Als ich vor dem Badezimmerspiegel stand, liefen mir Tränen über die Wangen. Ich zog ein Fläschchen Augentropfen aus der Tasche, legte den Kopf nach hinten, träufelte einen Tropfen in jedes Auge und starrte mein Spiegelbild an. Das breite Grinsen auf meinem Gesicht machte das miese Gefühl in der Magengrube noch übler. Ich hätte über ihr Elend nicht auch noch lachen dürfen, aber wie sonst sollte man mit all den Enttäuschungen umgehen. Lächeln hilft gegen Tränen, Lachen gegen Schmerz.
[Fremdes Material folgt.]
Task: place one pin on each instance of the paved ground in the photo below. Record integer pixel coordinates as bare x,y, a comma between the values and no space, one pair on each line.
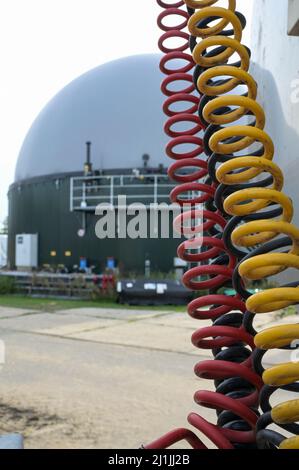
97,378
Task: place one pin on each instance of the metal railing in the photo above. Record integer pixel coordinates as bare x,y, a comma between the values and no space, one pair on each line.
86,193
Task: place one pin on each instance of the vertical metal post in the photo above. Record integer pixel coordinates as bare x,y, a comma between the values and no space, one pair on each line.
71,194
112,190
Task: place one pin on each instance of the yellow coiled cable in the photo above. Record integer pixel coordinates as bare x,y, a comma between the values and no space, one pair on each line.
243,170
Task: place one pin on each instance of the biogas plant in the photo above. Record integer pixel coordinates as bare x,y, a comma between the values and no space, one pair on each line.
59,183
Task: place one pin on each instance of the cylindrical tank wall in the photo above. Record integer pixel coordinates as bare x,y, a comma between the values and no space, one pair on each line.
43,207
275,67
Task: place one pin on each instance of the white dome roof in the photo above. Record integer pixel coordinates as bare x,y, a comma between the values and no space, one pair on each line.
117,106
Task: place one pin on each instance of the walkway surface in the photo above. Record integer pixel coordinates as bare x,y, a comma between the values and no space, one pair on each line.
98,378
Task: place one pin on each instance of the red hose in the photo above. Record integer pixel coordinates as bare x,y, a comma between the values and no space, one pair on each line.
188,170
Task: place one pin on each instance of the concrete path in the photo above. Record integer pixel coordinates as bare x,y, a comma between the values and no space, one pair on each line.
98,378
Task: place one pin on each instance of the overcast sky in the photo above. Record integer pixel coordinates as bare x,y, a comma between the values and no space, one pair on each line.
45,44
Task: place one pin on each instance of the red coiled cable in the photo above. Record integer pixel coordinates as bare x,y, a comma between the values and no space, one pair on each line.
235,407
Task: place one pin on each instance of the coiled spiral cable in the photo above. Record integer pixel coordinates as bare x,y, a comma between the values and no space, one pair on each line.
247,224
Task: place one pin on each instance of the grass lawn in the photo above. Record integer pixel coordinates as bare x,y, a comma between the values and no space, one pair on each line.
52,305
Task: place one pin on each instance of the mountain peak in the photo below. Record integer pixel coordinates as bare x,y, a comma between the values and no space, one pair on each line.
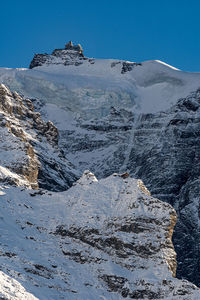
70,55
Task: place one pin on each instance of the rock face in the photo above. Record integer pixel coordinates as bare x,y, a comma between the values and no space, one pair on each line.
30,155
70,55
119,116
163,150
106,239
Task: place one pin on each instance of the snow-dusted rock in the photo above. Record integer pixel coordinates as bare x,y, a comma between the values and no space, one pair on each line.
30,155
106,239
118,116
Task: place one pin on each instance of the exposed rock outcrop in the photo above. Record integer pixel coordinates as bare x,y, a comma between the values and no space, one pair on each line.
70,55
106,239
29,146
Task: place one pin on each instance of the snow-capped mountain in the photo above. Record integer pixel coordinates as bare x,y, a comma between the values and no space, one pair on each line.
110,116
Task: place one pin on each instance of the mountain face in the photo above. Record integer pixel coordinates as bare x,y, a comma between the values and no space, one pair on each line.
106,239
107,116
30,155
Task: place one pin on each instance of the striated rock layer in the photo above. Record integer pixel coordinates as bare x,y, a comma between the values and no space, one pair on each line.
30,155
118,116
106,239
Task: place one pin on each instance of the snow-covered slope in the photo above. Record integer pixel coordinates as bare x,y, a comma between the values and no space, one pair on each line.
29,152
114,116
106,239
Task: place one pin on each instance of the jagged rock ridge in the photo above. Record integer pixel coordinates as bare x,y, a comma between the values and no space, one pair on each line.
70,55
30,155
106,239
152,130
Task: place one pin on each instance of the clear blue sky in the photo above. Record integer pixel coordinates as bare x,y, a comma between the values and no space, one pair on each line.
134,30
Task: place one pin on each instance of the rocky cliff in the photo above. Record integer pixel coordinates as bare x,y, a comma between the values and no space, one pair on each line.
30,155
118,116
106,239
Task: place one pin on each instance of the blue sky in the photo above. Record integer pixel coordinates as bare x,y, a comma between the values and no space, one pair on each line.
133,30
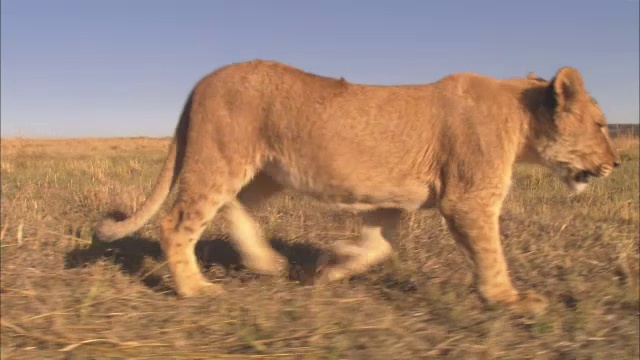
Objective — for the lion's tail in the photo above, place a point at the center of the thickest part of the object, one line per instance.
(110, 228)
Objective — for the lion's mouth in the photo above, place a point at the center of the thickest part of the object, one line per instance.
(582, 177)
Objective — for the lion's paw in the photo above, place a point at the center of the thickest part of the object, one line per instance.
(200, 288)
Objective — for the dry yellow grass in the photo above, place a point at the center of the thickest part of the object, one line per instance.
(65, 296)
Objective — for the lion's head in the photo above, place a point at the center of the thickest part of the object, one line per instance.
(573, 140)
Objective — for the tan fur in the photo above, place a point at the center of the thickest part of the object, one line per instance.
(249, 130)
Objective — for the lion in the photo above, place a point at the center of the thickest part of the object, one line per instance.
(249, 130)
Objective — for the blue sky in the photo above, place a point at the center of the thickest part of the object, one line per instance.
(125, 67)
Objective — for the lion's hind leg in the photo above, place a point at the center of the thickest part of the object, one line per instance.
(378, 230)
(180, 231)
(256, 253)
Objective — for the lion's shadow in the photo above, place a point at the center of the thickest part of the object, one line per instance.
(131, 253)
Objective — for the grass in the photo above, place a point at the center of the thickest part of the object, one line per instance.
(64, 296)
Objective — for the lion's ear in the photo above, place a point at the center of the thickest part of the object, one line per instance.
(567, 85)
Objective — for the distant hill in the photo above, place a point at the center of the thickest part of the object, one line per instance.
(624, 129)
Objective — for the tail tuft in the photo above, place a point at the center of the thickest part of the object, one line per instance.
(109, 228)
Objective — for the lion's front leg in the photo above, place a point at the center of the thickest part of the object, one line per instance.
(474, 225)
(378, 230)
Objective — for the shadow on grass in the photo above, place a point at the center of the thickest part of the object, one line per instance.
(130, 253)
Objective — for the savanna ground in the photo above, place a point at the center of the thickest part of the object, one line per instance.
(67, 296)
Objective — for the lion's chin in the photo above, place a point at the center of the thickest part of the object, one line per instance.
(577, 182)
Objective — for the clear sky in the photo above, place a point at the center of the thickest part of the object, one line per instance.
(124, 67)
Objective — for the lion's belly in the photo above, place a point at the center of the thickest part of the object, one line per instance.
(358, 192)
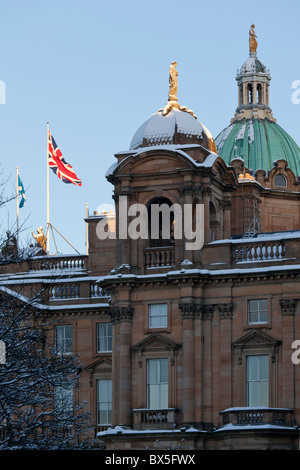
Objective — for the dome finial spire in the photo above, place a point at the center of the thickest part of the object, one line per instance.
(173, 82)
(172, 102)
(252, 40)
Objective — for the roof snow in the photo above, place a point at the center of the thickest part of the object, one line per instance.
(159, 128)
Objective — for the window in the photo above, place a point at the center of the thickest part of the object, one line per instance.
(258, 311)
(63, 400)
(158, 316)
(104, 337)
(64, 339)
(104, 399)
(280, 180)
(258, 380)
(157, 383)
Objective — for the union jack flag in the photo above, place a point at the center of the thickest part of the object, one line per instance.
(58, 164)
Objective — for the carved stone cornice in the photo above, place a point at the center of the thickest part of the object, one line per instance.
(192, 310)
(225, 310)
(120, 314)
(207, 191)
(288, 306)
(122, 192)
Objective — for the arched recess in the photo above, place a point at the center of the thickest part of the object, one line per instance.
(213, 222)
(161, 220)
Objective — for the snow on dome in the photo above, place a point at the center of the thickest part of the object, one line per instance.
(175, 127)
(252, 64)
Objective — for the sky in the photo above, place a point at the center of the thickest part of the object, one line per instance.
(96, 70)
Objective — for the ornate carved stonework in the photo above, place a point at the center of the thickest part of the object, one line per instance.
(288, 306)
(119, 314)
(225, 310)
(156, 342)
(193, 310)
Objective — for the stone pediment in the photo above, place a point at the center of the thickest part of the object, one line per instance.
(102, 364)
(256, 338)
(155, 342)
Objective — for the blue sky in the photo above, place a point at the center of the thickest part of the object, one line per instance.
(96, 70)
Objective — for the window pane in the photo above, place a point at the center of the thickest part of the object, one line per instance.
(158, 315)
(264, 367)
(164, 396)
(152, 371)
(104, 401)
(157, 380)
(252, 369)
(164, 370)
(104, 337)
(258, 311)
(258, 380)
(264, 394)
(153, 396)
(253, 397)
(64, 339)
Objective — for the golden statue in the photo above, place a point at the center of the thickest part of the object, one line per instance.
(40, 238)
(252, 39)
(172, 99)
(173, 82)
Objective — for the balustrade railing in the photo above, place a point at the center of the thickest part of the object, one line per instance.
(64, 291)
(46, 263)
(258, 251)
(159, 257)
(159, 419)
(97, 291)
(257, 416)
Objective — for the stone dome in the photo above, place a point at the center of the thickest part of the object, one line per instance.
(176, 127)
(259, 142)
(253, 65)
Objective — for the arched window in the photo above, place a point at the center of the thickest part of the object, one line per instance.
(250, 94)
(280, 180)
(213, 222)
(259, 94)
(161, 222)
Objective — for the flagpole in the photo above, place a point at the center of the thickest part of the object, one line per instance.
(48, 198)
(17, 177)
(87, 229)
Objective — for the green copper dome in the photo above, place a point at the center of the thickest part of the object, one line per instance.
(259, 142)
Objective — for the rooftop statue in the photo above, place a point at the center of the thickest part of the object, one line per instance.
(173, 82)
(40, 238)
(252, 39)
(172, 98)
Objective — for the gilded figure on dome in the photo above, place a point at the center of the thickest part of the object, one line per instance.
(173, 82)
(252, 39)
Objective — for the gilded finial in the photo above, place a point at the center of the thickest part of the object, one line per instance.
(172, 98)
(173, 82)
(252, 40)
(40, 238)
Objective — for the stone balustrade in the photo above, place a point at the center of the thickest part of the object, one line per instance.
(158, 257)
(58, 263)
(258, 251)
(154, 419)
(257, 416)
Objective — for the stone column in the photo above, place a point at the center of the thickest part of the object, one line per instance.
(288, 307)
(123, 316)
(188, 365)
(206, 199)
(225, 312)
(226, 219)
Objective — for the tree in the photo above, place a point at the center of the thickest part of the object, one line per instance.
(37, 405)
(38, 408)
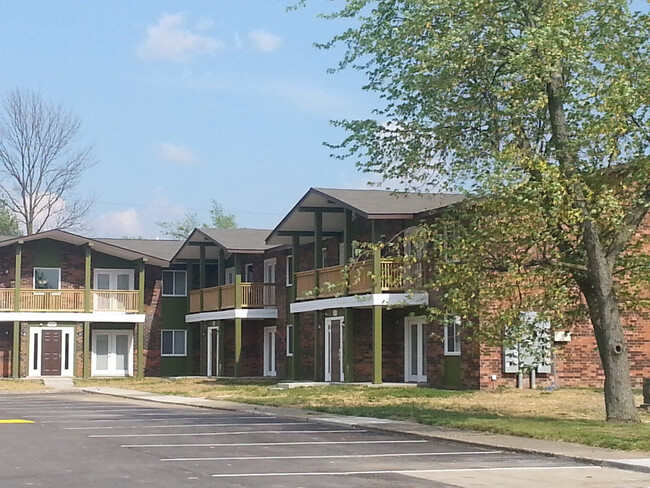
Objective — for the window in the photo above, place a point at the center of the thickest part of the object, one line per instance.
(452, 336)
(174, 283)
(47, 278)
(172, 342)
(289, 340)
(289, 275)
(248, 273)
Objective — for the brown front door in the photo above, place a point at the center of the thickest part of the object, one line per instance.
(51, 353)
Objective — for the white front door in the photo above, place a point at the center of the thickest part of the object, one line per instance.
(415, 350)
(112, 353)
(213, 351)
(269, 277)
(334, 327)
(269, 351)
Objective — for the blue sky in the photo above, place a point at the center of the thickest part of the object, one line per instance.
(188, 101)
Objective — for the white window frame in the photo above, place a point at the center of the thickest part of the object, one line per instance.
(44, 267)
(455, 323)
(248, 273)
(289, 273)
(173, 272)
(230, 276)
(113, 272)
(173, 354)
(289, 339)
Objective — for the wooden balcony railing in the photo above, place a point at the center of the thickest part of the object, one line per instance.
(69, 300)
(332, 281)
(216, 298)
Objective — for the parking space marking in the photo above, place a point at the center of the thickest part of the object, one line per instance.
(397, 471)
(245, 432)
(336, 456)
(178, 426)
(305, 443)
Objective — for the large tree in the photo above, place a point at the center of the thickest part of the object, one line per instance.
(180, 229)
(539, 111)
(41, 163)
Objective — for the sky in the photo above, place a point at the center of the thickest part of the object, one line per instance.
(189, 101)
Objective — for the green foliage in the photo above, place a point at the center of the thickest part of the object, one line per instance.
(182, 228)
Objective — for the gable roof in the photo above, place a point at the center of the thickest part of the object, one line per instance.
(121, 248)
(369, 204)
(243, 241)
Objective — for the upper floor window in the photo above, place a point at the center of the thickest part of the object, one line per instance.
(452, 336)
(114, 279)
(174, 283)
(289, 275)
(47, 278)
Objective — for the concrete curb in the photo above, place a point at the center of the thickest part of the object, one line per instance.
(629, 461)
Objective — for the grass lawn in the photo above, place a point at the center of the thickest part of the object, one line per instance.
(573, 415)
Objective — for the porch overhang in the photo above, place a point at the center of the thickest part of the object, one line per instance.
(235, 313)
(110, 317)
(396, 300)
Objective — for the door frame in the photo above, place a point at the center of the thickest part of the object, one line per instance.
(210, 349)
(270, 332)
(421, 375)
(35, 334)
(328, 347)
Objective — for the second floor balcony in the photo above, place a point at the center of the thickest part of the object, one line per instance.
(31, 300)
(358, 279)
(228, 297)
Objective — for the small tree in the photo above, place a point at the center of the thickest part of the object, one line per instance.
(540, 112)
(180, 229)
(41, 163)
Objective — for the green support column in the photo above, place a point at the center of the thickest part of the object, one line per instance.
(295, 250)
(86, 353)
(348, 345)
(15, 358)
(87, 277)
(141, 287)
(201, 272)
(238, 324)
(376, 344)
(222, 266)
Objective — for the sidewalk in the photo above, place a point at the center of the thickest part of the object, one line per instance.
(628, 460)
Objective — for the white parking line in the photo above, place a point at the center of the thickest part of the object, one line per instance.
(307, 443)
(177, 426)
(245, 432)
(398, 471)
(337, 456)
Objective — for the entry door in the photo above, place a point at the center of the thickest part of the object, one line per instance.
(269, 351)
(415, 349)
(213, 351)
(112, 353)
(269, 277)
(51, 353)
(334, 349)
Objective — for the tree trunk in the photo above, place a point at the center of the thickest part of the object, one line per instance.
(598, 289)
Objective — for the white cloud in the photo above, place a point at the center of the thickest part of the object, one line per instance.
(176, 154)
(125, 223)
(171, 40)
(264, 41)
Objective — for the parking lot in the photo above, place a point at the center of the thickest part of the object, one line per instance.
(78, 439)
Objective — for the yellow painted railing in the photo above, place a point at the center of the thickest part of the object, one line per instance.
(332, 282)
(69, 300)
(253, 295)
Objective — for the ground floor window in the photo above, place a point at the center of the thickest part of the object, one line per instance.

Ich drehte den Wasserhahn auf und wusch mir das Gesicht. Daddy wollte mich in einer Stunde sehen, und Geschäftliches mit einem bekifften Sohn zu besprechen, mochte er überhaupt nicht. Meine grünen Augen wurden langsam klarer. Mit einer nassen Hand strich ich meine dichten braunen Haare aus dem Gesicht. Daddy war es egal, dass ich kiffte. Es war ihm egal, dass ich Pillen schluckte. Er trank und rauchte, und wenn er schlecht drauf war, nahm er auch Schmerzmittel. Die einzige Droge, die für ihn tabu war, war Crystal. Und nachdem ich mitbekommen hatte, was Crystal aus meiner Mutter gemacht hatte, ließ ich sowieso die Finger davon. Jedenfalls war bei dem, was mein Vater tat, ein klarer Kopf gefragt, also sollte ich wenigstens so aussehen.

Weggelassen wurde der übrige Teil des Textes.